We can calculate the average X and Y coordinates for each metacell and plot them to check if they are aggregated based on spatial proximityfor each cluster as we expect.

Show code for calculating metacell spatial coordinates
# get the metacell object
m_obj <- GetMetacellObject(seurat_vhd)
m_obj$seurat_clusters <- factor(
  m_obj$seurat_clusters,
  levels = levels(seurat_vhd$seurat_clusters)
)

# get the image coordinates from the seurat obj and add to the metadata
spatial_coords <- as.data.frame(seurat_vhd@reductions$spatial@cell.embeddings)
seurat_vhd@meta.data$spatial_x <- spatial_coords$Spatial_1 * -1
seurat_vhd@meta.data$spatial_y <- spatial_coords$Spatial_2
seurat_vhd$barcode <- colnames(seurat_vhd)

# loop over each metacell and calculate the average X and Y
meta_spatial_coords <- do.call(rbind, lapply(1:ncol(m_obj), function(i){
  x <- m_obj@meta.data$cells_merged[i]
  cur_bcs <- str_split(x, ',')[[1]]
  cur_df <- subset(seurat_vhd@meta.data, barcode %in% cur_bcs)
  cur_x <- mean(cur_df$spatial_x)
  cur_y <- mean(cur_df$spatial_y)
  data.frame(spatial_1 = cur_y, spatial_2=cur_x)
}))
rownames(meta_spatial_coords) <- colnames(m_obj)

# add this as a dim reduct
m_obj@reductions$spatial <- CreateDimReducObject(
  embeddings = as.matrix(meta_spatial_coords),
  key = 'spatial'
)

p <- DimPlot(
  m_obj, 
  split.by='seurat_clusters',
  reduction = 'spatial',
  ncol=9
) + NoLegend() + umap_theme() 

p

Co-expression network analysis

We are now ready to perform co-expression network analysis, similar to as we did above.

# set up the expression matrix
seurat_vhd  <- SetDatExpr(seurat_vhd)

# test different soft power thresholds
seurat_vhd <- TestSoftPowers(seurat_vhd)

# construct co-expression network:
seurat_vhd <- ConstructNetwork(
  seurat_vhd,
  tom_name='vhd'
)

# compute module eigengenes & connectivity
seurat_vhd <- ModuleEigengenes(seurat_vhd)
seurat_vhd <- ModuleConnectivity(
  seurat_vhd
)

# plot the dendrogram
PlotDendrogram(seurat_vhd, main='Visium HD hdWGCNA dendrogram')

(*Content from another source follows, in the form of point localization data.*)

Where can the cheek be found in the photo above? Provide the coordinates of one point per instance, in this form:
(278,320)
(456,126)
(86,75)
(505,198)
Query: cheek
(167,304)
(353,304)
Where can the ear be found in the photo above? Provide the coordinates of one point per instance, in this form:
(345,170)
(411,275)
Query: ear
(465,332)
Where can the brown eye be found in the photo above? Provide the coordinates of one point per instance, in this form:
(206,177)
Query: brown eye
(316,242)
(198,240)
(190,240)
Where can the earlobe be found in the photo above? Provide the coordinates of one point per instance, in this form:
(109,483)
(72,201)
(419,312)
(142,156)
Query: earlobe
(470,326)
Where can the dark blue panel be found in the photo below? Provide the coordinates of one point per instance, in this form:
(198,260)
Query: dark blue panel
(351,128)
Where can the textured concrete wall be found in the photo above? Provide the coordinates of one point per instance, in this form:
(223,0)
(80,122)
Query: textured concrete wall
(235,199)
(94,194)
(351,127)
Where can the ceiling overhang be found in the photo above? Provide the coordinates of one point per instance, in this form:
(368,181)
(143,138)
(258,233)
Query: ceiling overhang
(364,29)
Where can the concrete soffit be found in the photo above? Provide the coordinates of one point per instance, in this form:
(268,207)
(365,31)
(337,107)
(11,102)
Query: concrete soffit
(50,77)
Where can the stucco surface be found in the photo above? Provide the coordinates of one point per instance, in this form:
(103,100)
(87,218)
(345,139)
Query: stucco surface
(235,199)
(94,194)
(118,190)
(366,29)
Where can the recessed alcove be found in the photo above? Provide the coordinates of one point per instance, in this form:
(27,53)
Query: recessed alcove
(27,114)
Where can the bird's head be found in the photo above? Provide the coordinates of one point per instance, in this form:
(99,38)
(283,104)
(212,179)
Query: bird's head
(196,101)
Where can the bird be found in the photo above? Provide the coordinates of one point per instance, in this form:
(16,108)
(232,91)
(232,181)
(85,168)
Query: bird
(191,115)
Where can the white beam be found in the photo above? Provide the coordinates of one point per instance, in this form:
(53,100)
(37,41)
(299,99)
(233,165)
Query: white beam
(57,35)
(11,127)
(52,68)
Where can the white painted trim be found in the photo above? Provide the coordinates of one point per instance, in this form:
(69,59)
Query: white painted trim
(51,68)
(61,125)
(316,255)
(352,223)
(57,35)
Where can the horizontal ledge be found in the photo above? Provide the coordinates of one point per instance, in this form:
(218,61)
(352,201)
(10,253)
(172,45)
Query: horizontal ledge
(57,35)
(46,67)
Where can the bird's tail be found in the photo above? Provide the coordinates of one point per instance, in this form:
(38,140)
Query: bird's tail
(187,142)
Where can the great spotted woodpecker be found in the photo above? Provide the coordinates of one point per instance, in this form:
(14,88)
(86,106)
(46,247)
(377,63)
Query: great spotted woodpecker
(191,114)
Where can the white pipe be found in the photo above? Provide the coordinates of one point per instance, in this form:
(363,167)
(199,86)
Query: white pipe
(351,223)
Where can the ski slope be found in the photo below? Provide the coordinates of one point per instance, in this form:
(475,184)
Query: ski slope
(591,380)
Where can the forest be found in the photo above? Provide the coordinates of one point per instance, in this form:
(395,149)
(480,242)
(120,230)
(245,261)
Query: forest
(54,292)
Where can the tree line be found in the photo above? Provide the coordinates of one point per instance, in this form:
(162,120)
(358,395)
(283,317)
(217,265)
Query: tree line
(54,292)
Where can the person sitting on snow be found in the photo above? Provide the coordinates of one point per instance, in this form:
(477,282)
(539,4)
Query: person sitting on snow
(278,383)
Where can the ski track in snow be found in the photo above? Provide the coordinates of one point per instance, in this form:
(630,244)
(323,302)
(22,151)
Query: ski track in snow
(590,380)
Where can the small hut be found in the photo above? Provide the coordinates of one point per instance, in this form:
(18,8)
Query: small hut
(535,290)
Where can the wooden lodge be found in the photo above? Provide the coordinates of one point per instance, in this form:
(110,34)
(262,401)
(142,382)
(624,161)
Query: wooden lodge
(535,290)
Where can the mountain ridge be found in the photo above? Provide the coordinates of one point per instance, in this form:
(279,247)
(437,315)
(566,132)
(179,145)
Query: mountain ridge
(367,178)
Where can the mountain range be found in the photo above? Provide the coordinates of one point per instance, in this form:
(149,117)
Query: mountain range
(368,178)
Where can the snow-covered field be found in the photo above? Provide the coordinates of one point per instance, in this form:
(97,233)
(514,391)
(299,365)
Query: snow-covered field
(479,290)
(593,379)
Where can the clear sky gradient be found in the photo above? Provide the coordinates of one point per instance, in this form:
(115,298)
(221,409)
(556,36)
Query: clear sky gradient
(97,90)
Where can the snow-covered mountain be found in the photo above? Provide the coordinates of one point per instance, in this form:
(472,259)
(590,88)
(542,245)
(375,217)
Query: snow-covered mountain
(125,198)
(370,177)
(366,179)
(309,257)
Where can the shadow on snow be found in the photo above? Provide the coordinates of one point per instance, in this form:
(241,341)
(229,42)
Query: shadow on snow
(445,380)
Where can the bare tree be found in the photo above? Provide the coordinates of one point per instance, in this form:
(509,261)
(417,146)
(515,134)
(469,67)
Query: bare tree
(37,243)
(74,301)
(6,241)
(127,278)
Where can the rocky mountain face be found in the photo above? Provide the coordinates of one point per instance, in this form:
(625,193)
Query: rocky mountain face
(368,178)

Next we plot the expression of these modules in the spatial coordinates.

plot_list <- ModuleFeaturePlot(
  seurat_vhd,
  reduction = 'spatial',
  restrict_range=FALSE
)

wrap_plots(plot_list, ncol=3)

This concludes the part of the tutorial for the Visium HD dataset, but from here we could proceed to perform downstream analysis and more data visualization.

Conclusion and next steps

In this tutorial we demonstrated the core functions for performing co-expression network analysis in two types of ST datasets: Visium and Slide-Seq. From here we encourage you to explore our other tutorials for downstream analysis of these co-expression networks.